Dark but for a few single candles illuminating the tabletops, the Emerald’s cabaret felt intimate. The band was still doing sound check when I walked in and Cary Pratt, otherwise known as Prairie Cat and whose album release we were celebrating, greeted me graciously, shaking my hand and thanking me for coming. He was nothing short of lovely — genuine and sincere, it would be a tone set for the remainder of the evening.
The tavern was jam-packed, with only standing room that had people leaning against the bar. Ford Pier, plugged in with just an electric guitar, started things off without warning. Seeing Pier, a veteran of the local scene usually attached to one of his two groups (rock band The Vengeance Trio and string quartet Strength of Materials), play solo is a rarity and a privilege. A man of deliberate off-kilter contradictions, he sounded like a combination of a Shakespearean actor and a leather jacketed punk — a fusion that was, simply, brilliant.
Performing an array from his catalogue, he dove into “Finer Qualities,” strumming powerfully and headbanging sharply between chords. “Occam’s Depilatory” was riotous and full of cheeky smirks. Hilarious lyrics like “Now I’ve got a Facebook page / Like every twat my age” had the crowd roaring, as did an anecdote about pies. Pier’s raw talent, however, was at the forefront when he played “Lions and Tigers and Bears,” an intense song that explored the fragility of the human condition. Pier squeezed his eyes shut, in passion—the laughter died; the audience, captivated.

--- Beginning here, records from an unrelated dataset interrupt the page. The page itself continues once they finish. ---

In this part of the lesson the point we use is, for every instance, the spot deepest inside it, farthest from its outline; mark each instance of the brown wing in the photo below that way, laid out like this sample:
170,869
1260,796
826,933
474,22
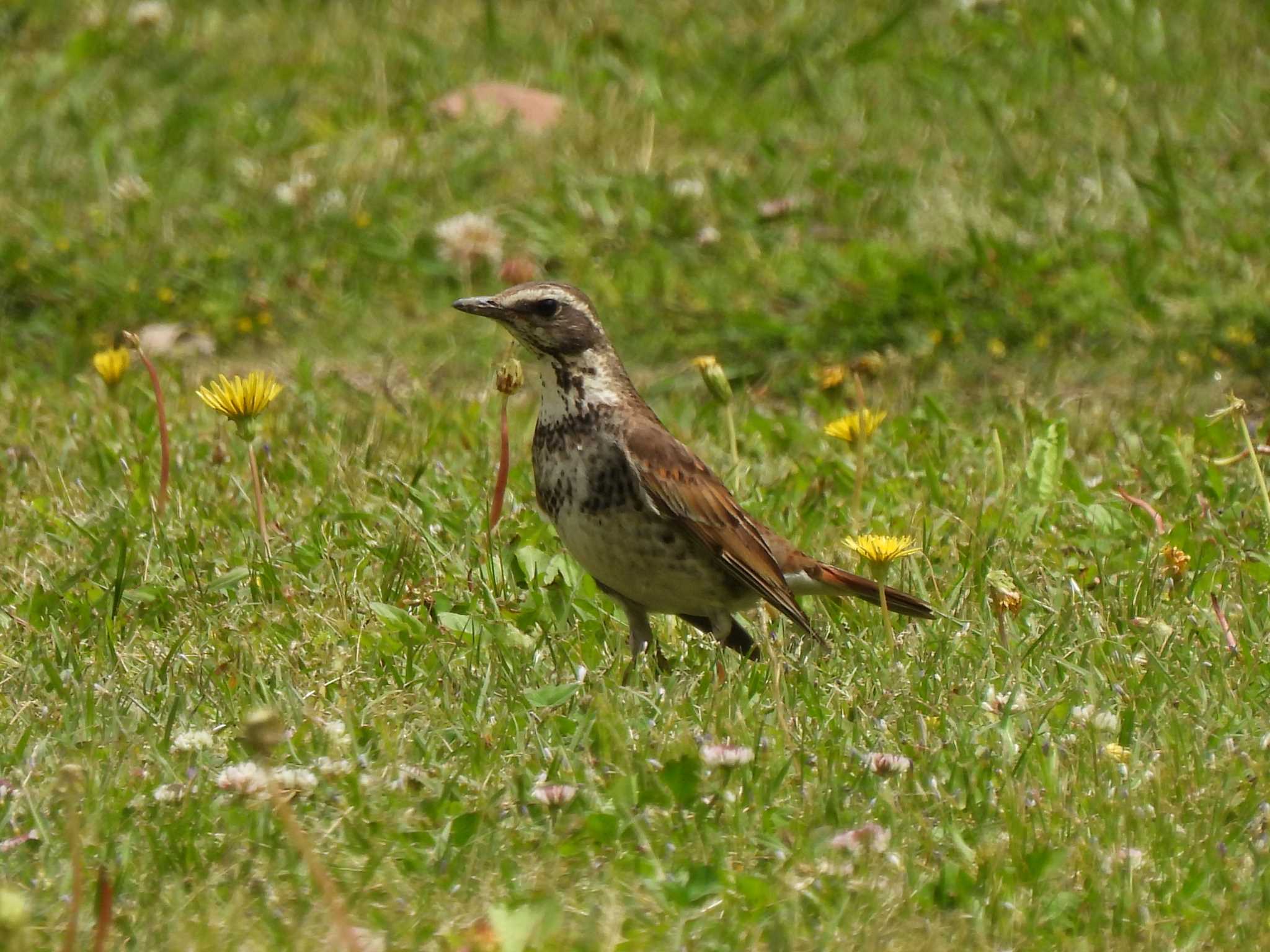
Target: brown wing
678,484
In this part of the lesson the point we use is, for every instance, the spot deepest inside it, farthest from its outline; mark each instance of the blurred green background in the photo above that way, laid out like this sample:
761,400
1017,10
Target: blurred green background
1090,178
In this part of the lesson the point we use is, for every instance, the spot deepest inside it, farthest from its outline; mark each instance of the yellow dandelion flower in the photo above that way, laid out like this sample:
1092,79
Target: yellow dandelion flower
1117,753
856,426
1002,596
112,363
241,400
883,550
832,376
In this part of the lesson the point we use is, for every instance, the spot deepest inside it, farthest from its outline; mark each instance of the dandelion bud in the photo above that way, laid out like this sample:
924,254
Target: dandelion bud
517,271
1176,562
714,376
510,377
1002,594
869,364
263,730
832,376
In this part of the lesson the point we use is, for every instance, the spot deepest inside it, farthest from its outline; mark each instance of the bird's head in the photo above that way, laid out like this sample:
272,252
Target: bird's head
556,322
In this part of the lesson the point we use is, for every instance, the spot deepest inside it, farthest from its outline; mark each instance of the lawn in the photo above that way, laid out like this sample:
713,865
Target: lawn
1037,231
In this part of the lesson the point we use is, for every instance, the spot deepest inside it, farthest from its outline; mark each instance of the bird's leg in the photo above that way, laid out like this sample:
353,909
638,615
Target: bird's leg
641,635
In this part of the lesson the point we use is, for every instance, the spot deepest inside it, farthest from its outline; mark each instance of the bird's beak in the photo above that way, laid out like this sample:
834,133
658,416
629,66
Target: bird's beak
483,306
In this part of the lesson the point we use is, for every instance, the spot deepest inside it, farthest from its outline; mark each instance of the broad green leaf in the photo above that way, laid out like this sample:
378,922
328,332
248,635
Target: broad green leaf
551,695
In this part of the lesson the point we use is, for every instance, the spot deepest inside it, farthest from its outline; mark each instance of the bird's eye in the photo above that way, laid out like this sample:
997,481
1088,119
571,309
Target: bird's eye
546,307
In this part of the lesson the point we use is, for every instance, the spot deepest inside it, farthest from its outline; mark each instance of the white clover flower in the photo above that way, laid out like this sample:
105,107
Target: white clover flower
192,742
295,780
554,794
996,701
296,190
337,733
1106,723
248,170
247,780
332,201
469,238
169,794
130,190
726,754
687,188
870,838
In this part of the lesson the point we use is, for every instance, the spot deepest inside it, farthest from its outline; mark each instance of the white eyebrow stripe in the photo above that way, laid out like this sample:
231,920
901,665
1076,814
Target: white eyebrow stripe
541,291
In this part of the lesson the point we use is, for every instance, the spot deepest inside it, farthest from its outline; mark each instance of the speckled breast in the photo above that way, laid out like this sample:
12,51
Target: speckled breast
591,493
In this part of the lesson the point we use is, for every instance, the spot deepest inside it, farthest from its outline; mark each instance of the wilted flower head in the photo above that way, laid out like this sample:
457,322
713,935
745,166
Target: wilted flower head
192,742
714,377
510,377
870,838
111,364
150,14
1176,562
469,238
726,754
856,427
832,376
869,363
882,550
518,270
887,764
241,400
130,188
687,188
554,794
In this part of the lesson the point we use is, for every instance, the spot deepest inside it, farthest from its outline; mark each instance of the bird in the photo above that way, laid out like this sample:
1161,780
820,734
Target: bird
639,511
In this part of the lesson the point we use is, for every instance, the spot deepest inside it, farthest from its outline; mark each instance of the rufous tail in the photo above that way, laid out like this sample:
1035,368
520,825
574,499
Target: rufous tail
825,579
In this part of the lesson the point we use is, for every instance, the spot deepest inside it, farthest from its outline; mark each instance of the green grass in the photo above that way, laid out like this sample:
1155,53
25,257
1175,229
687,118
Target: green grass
1088,207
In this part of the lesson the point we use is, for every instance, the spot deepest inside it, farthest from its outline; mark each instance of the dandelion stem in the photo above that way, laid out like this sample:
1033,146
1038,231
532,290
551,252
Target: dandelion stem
859,488
1256,464
886,614
732,434
495,505
259,498
162,414
71,780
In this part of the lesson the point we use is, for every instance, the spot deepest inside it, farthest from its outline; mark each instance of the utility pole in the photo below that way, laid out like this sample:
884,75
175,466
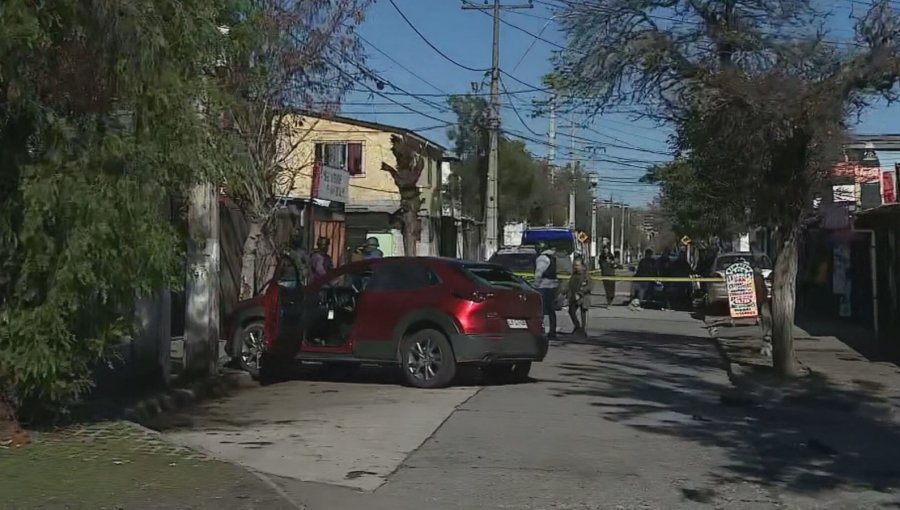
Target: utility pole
201,335
595,246
571,218
622,235
490,204
551,132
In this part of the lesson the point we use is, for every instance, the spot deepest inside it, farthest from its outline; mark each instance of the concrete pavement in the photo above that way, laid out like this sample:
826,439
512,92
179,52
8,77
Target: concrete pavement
639,415
347,434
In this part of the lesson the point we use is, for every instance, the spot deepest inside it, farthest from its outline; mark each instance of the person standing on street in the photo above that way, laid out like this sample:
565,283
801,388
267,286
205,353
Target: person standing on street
320,260
547,283
647,268
608,268
579,293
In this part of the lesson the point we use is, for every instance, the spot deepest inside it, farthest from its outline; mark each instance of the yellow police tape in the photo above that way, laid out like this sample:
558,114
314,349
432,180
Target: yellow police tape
595,275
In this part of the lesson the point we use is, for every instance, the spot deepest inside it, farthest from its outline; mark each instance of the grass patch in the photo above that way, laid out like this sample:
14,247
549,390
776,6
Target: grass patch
121,468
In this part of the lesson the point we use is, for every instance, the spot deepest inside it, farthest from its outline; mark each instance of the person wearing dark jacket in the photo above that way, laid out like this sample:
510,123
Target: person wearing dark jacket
647,268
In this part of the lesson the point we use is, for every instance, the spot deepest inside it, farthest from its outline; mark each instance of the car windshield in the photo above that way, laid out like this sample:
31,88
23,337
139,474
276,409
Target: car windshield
490,275
516,262
757,261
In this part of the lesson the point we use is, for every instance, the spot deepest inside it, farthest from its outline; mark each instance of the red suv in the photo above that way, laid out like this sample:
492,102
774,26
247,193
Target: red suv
426,315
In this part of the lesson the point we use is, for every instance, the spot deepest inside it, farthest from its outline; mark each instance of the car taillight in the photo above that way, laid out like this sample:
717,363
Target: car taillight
477,296
270,308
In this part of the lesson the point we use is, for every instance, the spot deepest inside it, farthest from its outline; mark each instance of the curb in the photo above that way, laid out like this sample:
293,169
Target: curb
176,398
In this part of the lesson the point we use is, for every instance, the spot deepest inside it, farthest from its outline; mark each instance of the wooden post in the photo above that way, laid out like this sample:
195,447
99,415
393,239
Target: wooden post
201,336
311,214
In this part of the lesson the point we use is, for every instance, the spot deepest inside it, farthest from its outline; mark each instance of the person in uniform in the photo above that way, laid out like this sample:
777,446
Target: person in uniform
579,293
547,283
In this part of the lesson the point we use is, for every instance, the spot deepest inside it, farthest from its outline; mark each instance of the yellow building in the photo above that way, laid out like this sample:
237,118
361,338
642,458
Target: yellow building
360,148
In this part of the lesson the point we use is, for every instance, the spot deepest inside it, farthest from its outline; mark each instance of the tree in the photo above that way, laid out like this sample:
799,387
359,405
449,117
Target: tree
98,129
411,157
759,96
286,57
695,206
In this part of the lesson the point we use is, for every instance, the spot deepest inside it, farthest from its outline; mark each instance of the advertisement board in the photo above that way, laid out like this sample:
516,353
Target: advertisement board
888,187
331,184
741,291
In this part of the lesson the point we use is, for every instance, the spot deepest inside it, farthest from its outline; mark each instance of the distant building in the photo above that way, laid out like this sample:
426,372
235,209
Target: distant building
360,147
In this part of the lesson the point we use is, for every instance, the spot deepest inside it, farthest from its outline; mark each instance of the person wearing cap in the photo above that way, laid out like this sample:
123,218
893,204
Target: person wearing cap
547,283
320,260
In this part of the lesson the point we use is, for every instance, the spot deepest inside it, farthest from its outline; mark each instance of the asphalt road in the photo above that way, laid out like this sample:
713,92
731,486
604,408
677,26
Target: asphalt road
631,417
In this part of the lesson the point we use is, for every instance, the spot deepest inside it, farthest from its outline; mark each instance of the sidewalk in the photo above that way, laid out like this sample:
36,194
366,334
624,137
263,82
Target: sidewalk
120,465
836,374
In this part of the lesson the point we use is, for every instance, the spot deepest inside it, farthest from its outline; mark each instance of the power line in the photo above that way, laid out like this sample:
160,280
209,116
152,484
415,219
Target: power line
401,66
432,46
503,86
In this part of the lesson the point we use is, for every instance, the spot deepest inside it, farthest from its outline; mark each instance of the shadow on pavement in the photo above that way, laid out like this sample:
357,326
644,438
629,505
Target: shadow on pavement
814,441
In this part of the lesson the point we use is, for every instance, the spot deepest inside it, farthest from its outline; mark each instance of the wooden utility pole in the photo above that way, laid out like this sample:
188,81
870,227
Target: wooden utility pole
491,219
201,335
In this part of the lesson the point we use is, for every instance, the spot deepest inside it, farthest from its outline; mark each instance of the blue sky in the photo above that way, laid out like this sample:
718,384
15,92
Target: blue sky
465,36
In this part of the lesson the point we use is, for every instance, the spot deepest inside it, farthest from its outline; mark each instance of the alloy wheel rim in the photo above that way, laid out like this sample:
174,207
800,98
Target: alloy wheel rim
425,359
251,346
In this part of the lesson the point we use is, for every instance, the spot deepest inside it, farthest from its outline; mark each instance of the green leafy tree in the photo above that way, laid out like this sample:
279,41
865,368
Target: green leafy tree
524,182
695,206
99,126
760,97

With a mop of curly hair and a burgundy blazer, Prairie Cat resembled a young Prince more than a grassland-inhabiting feline. After encouraging the crowd to “get a drink and grab a dance partner,” he sat behind his keyboard and jumped into the bouncy title track of his new release, Who Knows Where to Begin?. The album—bright, infectious, and wonderfully wry—made for a joyful show and Prairie Cat’s performance was spirited. His fingers danced across the keys on “Got Nothin'” and his voice was pure magic on “Beautiful Baby.” Saxophonist Joshua Capri accompanied the singer on the catchy “No Bedroom,” adding sophisticated depth to the musically gorgeous number.
Aside from his performance, Prairie Cat’s humble gratitude stood out most. He constantly praised his band — who were stellar — and after thanking his producer Ryan Dahle, Dahle jumped onstage, beer in one hand, the other clasped upon Prairie Cat’s shoulder, and harmonized on “Upright Beast” before pulling the singer in for a hug. Prairie Cat was happy to be up there and we were happy to have him.
Who Knows Where to Begin? is gloriously charming and as much fun to hear live as it is on the record. Grateful to the crowd for their attendance, Prairie Cat leapt off stage to a flurry of embraces, back slaps, and congratulations. He was the darling of the evening — and it was easy to see why. Making his way over to me, he asked, “Did you enjoy the show?” Yes, I certainly did.